Abstract
Let Δ be the incidence graph of the unique biplane on 7 points, that is, the bipartite complement of the Heawood graph. We find that there are precisely three connected graphs that are locally Δ, on 36, 48 and 108 vertices, where the last graph is an antipodal 3-cover of the first one.
Introduction
Let notation be as in [1]. (In particular, ∼ denotes adjacency, Γi(γ) is the collection of vertices at distance i from γ in Γ, Γ(γ) := Γ1(γ), and γ⊥ := {γ} ∪ Γ(γ).) The Heawood graph H is the smallest cubic graph of girth 6; it is bipartite, the incidence graph of the Fano plane.
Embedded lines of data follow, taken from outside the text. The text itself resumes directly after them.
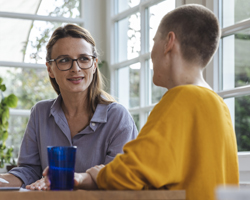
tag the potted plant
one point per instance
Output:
(5, 103)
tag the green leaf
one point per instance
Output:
(5, 115)
(4, 136)
(11, 101)
(2, 87)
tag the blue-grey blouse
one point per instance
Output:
(110, 128)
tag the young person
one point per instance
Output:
(188, 142)
(82, 115)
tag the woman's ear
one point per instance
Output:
(50, 70)
(169, 44)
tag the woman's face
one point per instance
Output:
(76, 79)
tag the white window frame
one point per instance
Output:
(213, 78)
(80, 20)
(112, 18)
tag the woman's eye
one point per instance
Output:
(64, 60)
(84, 59)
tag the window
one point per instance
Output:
(23, 38)
(134, 24)
(234, 66)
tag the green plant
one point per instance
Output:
(5, 103)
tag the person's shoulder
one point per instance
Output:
(117, 108)
(191, 90)
(43, 104)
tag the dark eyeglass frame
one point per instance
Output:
(93, 57)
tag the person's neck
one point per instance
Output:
(74, 104)
(184, 73)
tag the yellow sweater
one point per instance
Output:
(187, 143)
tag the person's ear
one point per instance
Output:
(50, 70)
(95, 65)
(170, 40)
The co-Heawood graph Δ is its bipartite complement, the nonincidence graph of the Fano plane, i.e., the incidence graph of the unique biplane on 7 points. (Thus, Δ = H3.) The graph Δ has 14 vertices, valency 4, is bipartite, is distance-regular of diameter 3 and has distance distribution diagram
Its automorphism group is G ≃ PGL(2, 7) of order 336 acting distance transitively.
The graph Δ occurs in the Suzuki chain S0 = 4K1, S1 = Δ, S2, S3, S4, S5 of graphs on 4, 14, 36, 100, 416, 1782 vertices, respectively. Each graph Si+1 of this chain is locally Si. In particular, the graph Σ := S2 is locally Δ, it is strongly regular with parameters (v, k, λ, μ) = (36,14,4,6).